In 1976, Harwood et al reported six cases of primary adenocarcinoma of the lung that closely mimicked malignant pleural mesothelioma clinically and anatomically and that metastasized through the lymphogenous tract below the pleura or spread widely on the pleura through pleural effusion. They described it as a "pseudomesotheliomatous carcinoma" (5). However, the same spreading form has also been reported in cases of small cell carcinoma of the lung (6). Harwood et al noted that because adenocarcinomas tend to originate from the peripheral lung field and spread along the thickened scar of the pleura starting from a small nodule below the pleura, this spreading form was characteristic of cases of adenocarcinoma. However, we considered the possibility of the spread from right pleural effusion in the present case to be higher that the likelihood of hematogenous or lymphogenous transformation. The histological diagnosis of this case was squamous cell carcinoma and the mechanism of progression originated in the right upper bronchus. Direct invasion to pleura connecting with the intralobular pleura of the right upper-middle lobe and middle-lower lobe occurred. The form of invasion in this case; i.e., as an extension of squamous cell carcinoma evoked in the central portion, was interesting.

Another interesting finding in this case was the significant leukocytosis (from 17,500 to 66,200/μl) within one week after the patient's second admission before the intrapleural injection of OK-432 and adriamycin. At first, we thouight this was only a complication of carcinomatous pleuritis. However, because the increase in his white blood cell count was recognized at admission, we suspected the complication of bacterial pneumonia and initiated administration of SPFX. Because significant leukocytosis continued despite degradation of C-reactive protein from 22.52 to 8.47 mg/dl after the administration of SPFX, we suspected that the final diagnosis might be a G-CSF-producing tumor, and found his serum G-CSF level to actually be elevated to 135 pg/ml. There appears to have been little relationship between the intrapleural injection of OK-432 and adriamycin and the significant leukocytosis because his white blood cells had already become elevated before the intrapleural injection. However, we suspected that the gene mutation which led to the development of G-CSF-producing tumor cells was influenced by both chemotherapy and radiation therapy because the significant leukocytosis appeared after treatment was completed. A diagnosis of G-CSF-producing tumor was finally made because the tumor cells from tissue obtained at autopsy were positive for G-CSF antibody immunohistochemically.

Since the first G-CSF producing tumor in lung cancer was reported by Asano et al (7) in 1977, about 40 cases have been reported.
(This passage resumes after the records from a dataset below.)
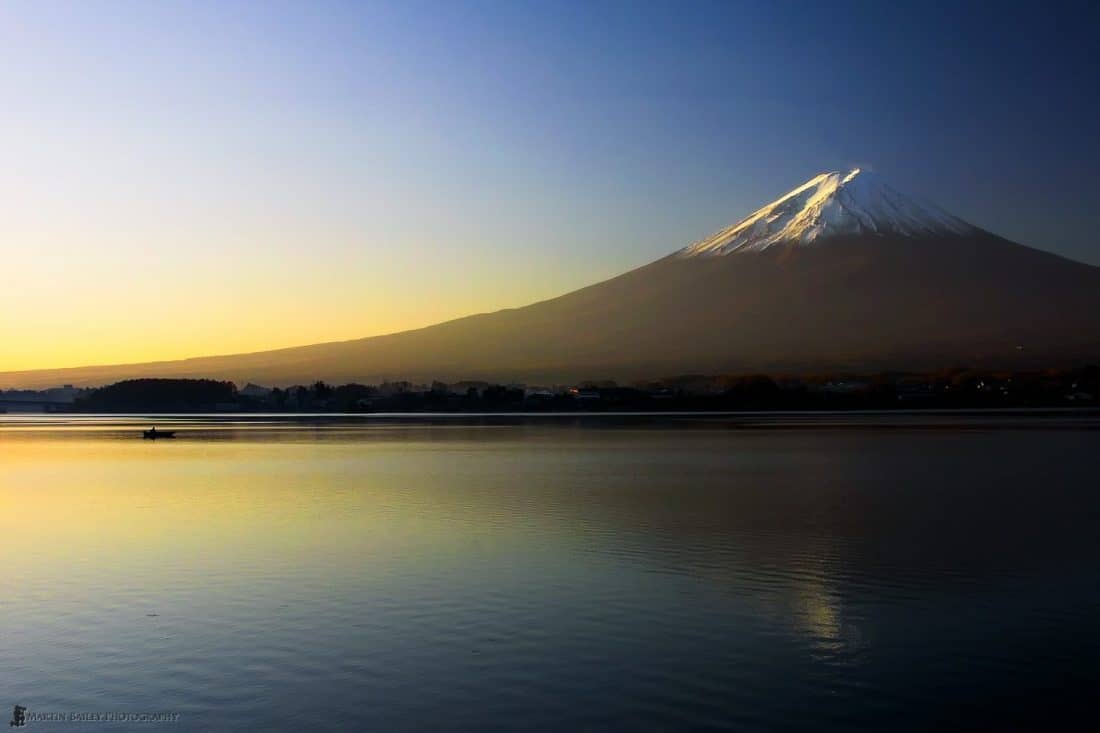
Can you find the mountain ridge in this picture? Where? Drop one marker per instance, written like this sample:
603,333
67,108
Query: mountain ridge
846,298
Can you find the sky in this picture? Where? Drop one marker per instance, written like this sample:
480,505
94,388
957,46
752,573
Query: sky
216,177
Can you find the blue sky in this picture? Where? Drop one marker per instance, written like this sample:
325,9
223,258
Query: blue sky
402,163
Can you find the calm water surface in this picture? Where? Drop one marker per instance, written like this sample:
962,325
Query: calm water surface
795,572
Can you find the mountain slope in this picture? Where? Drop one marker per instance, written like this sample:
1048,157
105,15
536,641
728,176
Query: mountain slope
848,276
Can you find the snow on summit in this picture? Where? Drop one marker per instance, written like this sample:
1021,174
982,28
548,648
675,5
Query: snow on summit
831,205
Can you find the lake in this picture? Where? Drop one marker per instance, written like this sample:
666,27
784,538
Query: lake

Yoshihara et al (8) reported the histological types of G-CSF-producing lung cancers and their percentages to be as follows; large cell carcinoma 62%, squamous cell carcinoma 28%, small cell carcinoma 5%, and adenocarcinoma 5%. However, although Kasuga et al also (9) mentioned that G-CSF producing tumors were recognized in large cell carcinomas, they also found them in poorly differentiated non-small cell carcinomas. The lack of differentiation appears to be related to the production of G-CSF. In the present case, the final diagnosis of moderately differentiated squamous cell carcinoma differed from previous reports. Whereas G-CSF-producing tumors originating from other organs such as the stomach or pancreas have been found in moderately or well-differentiated carcinomas (10, 11), it is unknown why, until now, this has not been the case with lung cancer. Regarding the prognosis in cases of G-CSF-producing tumors, Yoshihara et al (8) observed that G-CSF-producing tumors progress rapidly and that the prognosis is poor. These findings were compatible with the present case; no treatment was effective and he died within four months after the detection of lung cancer.
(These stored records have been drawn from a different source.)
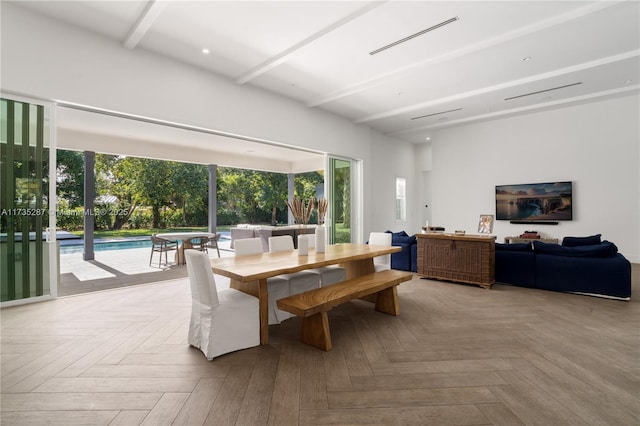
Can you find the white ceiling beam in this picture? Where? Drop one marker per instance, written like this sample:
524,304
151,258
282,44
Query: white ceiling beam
501,86
280,58
484,44
525,109
144,22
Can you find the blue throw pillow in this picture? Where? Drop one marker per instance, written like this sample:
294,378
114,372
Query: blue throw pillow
514,247
581,241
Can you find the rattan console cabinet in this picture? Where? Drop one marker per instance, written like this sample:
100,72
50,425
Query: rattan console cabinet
459,258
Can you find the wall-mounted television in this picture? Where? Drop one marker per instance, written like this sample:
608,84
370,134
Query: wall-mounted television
539,202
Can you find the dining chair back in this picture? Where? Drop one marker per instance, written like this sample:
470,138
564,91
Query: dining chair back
221,322
381,263
299,282
332,274
247,246
281,243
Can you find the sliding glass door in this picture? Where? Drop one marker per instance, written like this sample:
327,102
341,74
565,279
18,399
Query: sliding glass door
343,185
25,255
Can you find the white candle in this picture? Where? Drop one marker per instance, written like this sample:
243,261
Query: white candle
320,239
303,245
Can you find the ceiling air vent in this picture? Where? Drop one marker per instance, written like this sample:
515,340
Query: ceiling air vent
436,113
543,91
419,33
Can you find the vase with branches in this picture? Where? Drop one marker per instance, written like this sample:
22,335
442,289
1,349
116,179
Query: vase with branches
322,206
300,210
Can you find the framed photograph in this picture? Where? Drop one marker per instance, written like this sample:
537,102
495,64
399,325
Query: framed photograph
485,225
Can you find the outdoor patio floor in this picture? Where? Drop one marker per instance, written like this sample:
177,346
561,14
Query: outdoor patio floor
121,268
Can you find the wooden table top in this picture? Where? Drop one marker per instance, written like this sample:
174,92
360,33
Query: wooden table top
265,265
184,235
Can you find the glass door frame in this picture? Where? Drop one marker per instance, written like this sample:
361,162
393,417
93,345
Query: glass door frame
356,188
50,244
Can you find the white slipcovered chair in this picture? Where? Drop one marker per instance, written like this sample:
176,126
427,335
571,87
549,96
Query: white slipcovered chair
328,274
221,321
381,263
299,282
277,287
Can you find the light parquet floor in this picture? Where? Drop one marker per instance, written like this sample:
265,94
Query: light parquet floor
457,355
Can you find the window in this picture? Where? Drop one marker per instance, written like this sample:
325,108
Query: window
401,199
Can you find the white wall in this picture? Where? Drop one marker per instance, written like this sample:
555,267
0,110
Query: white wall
391,159
595,145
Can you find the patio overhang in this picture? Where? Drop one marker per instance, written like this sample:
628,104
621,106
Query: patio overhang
117,134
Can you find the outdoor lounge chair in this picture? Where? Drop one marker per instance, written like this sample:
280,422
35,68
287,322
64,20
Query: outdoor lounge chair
160,245
212,242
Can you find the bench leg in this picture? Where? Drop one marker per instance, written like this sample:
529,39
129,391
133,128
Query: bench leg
387,301
315,331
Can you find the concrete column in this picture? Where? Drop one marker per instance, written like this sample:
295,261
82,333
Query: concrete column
291,191
89,196
213,197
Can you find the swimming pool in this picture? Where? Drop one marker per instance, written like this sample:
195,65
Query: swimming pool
106,245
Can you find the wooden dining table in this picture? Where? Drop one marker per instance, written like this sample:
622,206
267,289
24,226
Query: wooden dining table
249,273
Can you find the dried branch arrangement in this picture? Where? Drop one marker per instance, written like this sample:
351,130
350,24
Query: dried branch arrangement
301,212
323,205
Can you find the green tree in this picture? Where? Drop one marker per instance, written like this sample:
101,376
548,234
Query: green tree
70,177
190,191
271,192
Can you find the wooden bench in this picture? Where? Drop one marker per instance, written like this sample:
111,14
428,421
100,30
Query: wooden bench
312,306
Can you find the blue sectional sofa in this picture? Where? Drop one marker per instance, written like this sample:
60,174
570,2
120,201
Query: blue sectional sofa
583,265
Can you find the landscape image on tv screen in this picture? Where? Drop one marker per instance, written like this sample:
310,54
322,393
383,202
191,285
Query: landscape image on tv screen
534,201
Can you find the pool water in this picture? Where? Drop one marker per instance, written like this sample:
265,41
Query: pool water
108,245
In conclusion, we reported an interesting case of a spreading of tumor which needed to be distinguished from malignant pleural mesothelioma. Although initially the histological diagnosis had been moderately differentiated squamous cell carcinoma, the marked leukocytosis exhibited by the patient, as well as an elevated G-CSF level of 135 pg/ml, led us to a final diagnosis of G-CSF-producing tumor.